Crowley leaned forward, attempting to hear the soft words being mumbled. He heard a spattering of Gaelic that made very little sense to him. He had lost command of the language along with most of his memories of being human. What few words he knew were from the bleary memories of cursing Gavin out whilst drunk. Though, when he listened closely…
The phrases were ones he recognized. Soft spoken curses and exclamations of pain. Snippets of a language that sounded mostly foreign. But these words, they were well known. Then realization struck.
Gavin would never give into him like this. In this vessel, speaking with this voice, he wasn't Gavin's father. He was Crowley, the demon who wanted another servant in his house. Crowley couldn't break Gavin, Fergus would have to. With a deep breath, he shed his vessel's form, stretching out and adjusting to be in the physical manifestation of his past self.
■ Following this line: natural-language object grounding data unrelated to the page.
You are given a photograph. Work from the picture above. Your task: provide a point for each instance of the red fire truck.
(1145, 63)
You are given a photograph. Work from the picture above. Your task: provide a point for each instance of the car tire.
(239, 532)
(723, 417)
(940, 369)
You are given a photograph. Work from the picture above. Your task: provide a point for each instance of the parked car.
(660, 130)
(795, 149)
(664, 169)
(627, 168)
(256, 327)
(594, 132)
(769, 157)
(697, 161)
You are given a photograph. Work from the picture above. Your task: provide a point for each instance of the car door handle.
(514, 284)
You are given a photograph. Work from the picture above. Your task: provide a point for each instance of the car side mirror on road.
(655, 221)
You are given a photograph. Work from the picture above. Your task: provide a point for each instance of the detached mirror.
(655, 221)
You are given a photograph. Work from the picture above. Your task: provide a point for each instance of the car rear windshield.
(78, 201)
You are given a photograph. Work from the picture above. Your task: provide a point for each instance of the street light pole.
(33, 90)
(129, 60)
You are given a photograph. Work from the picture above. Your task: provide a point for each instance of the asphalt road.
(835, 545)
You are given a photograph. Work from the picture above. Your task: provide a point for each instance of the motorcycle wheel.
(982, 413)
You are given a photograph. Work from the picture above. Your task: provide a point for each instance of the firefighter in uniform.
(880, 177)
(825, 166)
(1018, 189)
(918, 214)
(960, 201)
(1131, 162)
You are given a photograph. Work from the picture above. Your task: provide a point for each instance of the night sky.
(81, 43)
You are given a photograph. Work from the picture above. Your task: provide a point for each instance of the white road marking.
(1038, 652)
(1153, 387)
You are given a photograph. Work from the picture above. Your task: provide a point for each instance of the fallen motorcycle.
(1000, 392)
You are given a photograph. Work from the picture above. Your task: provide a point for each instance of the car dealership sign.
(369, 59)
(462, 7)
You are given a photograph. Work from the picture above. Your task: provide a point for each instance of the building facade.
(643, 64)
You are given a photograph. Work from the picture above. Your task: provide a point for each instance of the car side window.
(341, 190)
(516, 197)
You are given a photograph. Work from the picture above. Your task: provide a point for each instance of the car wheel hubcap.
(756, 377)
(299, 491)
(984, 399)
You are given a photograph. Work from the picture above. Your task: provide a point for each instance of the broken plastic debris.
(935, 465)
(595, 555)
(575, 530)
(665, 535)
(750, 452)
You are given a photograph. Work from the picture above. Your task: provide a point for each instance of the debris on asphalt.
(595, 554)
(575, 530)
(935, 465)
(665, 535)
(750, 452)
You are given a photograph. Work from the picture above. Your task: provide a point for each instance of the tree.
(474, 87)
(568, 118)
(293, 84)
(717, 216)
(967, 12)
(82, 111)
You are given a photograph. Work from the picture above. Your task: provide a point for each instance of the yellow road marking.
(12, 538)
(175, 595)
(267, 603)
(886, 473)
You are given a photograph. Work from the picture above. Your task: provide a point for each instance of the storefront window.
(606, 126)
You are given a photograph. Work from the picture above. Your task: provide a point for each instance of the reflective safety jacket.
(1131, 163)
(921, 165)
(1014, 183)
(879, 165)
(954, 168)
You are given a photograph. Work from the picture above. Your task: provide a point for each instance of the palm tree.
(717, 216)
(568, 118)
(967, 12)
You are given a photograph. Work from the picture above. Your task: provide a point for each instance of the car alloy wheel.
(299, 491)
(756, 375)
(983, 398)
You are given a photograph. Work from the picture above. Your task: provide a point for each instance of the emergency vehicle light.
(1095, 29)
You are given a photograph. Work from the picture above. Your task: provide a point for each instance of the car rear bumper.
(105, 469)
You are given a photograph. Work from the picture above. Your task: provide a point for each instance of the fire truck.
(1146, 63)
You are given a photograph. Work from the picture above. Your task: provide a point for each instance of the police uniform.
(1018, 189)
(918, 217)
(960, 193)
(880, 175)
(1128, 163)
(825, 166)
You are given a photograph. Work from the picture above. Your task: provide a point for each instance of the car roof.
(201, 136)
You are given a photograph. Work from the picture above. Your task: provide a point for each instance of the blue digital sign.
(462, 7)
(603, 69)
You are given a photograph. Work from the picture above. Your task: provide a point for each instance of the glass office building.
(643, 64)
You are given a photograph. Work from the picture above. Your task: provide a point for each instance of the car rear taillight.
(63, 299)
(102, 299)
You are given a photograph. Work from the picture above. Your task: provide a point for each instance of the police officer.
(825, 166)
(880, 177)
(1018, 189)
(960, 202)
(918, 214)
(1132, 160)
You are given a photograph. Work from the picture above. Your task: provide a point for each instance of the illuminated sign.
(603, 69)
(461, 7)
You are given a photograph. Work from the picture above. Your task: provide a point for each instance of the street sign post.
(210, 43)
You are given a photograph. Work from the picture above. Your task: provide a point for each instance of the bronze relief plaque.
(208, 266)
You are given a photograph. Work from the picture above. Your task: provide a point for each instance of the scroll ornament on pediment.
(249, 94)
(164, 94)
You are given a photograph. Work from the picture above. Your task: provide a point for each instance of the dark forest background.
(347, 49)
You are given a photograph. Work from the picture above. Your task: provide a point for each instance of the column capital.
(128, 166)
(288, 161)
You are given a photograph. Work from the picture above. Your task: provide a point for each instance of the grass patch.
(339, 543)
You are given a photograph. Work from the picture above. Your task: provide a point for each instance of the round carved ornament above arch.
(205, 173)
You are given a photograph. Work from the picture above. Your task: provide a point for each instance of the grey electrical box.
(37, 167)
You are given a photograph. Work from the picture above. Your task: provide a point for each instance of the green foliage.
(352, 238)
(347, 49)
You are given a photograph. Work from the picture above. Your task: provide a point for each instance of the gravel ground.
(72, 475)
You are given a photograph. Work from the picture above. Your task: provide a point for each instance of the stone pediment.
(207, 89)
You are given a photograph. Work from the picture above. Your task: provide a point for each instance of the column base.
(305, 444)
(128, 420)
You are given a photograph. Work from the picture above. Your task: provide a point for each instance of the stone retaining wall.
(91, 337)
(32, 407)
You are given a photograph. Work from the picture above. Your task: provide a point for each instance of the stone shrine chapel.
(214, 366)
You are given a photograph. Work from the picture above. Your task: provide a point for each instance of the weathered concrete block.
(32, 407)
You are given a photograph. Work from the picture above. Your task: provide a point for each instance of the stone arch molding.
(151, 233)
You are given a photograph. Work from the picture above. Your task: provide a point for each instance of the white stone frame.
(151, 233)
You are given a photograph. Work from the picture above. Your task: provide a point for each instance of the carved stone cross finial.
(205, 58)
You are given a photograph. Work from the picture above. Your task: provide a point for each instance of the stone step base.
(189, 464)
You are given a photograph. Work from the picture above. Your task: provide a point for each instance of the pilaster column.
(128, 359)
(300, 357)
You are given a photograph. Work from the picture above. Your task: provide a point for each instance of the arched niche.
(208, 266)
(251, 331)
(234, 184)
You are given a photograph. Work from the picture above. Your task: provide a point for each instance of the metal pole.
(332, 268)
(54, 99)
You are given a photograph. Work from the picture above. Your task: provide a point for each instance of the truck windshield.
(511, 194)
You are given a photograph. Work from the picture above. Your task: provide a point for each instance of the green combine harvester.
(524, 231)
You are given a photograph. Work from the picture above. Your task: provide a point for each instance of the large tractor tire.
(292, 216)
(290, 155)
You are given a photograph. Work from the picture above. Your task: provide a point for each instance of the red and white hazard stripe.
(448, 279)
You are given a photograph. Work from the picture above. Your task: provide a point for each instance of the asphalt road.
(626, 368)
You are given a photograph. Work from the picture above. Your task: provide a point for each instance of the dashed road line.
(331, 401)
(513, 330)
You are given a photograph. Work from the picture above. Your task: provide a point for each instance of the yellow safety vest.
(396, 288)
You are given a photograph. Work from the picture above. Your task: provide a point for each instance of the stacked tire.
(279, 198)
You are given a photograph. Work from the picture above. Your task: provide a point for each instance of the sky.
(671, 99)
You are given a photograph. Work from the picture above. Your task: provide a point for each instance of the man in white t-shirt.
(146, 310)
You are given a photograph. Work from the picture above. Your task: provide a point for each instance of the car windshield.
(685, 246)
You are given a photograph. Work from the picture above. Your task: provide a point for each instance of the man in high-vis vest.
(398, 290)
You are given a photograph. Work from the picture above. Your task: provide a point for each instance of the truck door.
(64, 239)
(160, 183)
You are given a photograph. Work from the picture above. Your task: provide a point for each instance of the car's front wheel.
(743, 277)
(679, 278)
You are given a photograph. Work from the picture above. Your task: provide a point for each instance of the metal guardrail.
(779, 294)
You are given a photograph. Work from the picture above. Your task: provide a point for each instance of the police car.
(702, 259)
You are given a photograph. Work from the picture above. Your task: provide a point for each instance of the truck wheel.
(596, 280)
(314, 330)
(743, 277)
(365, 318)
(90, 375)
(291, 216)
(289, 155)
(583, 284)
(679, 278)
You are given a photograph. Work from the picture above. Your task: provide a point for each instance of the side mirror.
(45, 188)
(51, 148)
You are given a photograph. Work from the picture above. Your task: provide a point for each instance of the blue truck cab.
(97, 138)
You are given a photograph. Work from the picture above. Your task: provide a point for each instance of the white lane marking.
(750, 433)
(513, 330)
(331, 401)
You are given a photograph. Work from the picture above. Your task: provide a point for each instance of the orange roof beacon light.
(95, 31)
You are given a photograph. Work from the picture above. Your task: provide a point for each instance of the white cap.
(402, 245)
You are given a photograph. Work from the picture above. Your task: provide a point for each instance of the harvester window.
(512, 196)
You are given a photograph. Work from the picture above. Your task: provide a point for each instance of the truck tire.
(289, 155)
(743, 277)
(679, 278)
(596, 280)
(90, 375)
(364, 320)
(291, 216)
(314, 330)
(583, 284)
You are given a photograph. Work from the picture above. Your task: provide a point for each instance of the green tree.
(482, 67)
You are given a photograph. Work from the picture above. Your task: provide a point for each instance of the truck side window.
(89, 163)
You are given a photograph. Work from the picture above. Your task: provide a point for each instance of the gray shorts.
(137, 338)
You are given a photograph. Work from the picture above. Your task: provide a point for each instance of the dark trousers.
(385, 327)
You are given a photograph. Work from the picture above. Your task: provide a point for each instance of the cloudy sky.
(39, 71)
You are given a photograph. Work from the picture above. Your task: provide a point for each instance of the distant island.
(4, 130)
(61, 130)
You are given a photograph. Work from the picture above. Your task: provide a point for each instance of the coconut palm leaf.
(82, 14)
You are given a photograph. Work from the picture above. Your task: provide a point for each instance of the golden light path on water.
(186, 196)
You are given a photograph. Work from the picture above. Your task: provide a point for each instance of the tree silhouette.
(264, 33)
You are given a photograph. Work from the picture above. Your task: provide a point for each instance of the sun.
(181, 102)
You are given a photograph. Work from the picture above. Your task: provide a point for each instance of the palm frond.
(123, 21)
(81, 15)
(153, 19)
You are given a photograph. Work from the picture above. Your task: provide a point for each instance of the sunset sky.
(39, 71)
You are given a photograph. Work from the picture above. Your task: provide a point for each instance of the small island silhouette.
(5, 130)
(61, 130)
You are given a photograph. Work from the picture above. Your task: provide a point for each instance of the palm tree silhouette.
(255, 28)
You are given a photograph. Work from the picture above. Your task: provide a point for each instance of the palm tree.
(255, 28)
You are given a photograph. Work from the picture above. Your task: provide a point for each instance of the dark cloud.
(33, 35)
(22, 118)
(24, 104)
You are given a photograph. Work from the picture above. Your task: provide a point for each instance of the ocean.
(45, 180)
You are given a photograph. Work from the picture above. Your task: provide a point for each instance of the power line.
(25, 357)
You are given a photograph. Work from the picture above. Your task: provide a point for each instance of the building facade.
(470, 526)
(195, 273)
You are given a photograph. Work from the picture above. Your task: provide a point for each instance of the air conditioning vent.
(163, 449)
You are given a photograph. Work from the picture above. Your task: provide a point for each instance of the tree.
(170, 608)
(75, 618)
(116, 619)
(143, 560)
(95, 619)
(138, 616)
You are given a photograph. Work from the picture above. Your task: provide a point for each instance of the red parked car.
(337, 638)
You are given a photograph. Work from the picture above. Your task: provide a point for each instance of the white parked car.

"Oy, getcher arse up. 'S'time fer a new day, boy," Crowley called out in a voice he hadn't heard come from his own mouth in almost 300 years. He watched as Gavin leapt awake, crouching in the farthest corner from him possible with wide-eyed fear.
"How..how'd ye get here?" Gavin watched his father's form saunter over to the table and pick up a knife that was familiar by now, testing the blade for sharpness the same way as always, lightly slicing his own hand.
Crowley chuckled, the rumble coming out lower than usual in his old body, "Well, boy, s'always been me. Mayhaps I's lookin' a bit different, but s'still me in here. Me. I's the one hurtin' ye, Gavin." He takes a brief pause, flipping the knife in his hands. "Me. Not 'Crowley', the demon ye dun know. S'yer Father doin' it. Yer Father holdin' the knife out to ye ev'ry mornin', then cuttin' ye up afterwards."
Gavin twitched, curling in on himself, attempting to cover his ears and block out Crowley's words. As his father's monologue continued, he felt the sliver of hope he had held onto for decades crack. His own father had truly become a demon who tortured without mercy.
Crowley stopped talking and flipped the knife one last time, catching it by its blade and offering Gavin the handle. "So, whadye say, boy? Ye gun man up and pay me back fer wha' I did to ye?"
What he wasn't expecting was Gavin's scream of anguish and the shadowed resignation on his face. Nor did he expect his son to stagger up of the floor of his cell and swipe the knife from his hand with a horridly blank expression.
So, there's another part of this. I guess I'm writing it unless I can convince Lani to write it with me. And it's just as important as this because it's kind of the aftermath...kind of. Anyway. Meanwhile I get to listen to Lani go, "MK, how do write Scottish" "I dunno, Lani, how do write Scottish and not sound Irish in my head?"
I hear Irish in my head when I write Gavin's accent, for anyone wondering. And I know that's wrong. But I can't think in Scottish. Lani, on the other hand, has been to Scotland before and she can do a pretty decent spoken accent. So her grammar is probably close to phonetic than mine here, just saying. But Crowley doesn't go Scottish all that often, lucky for her.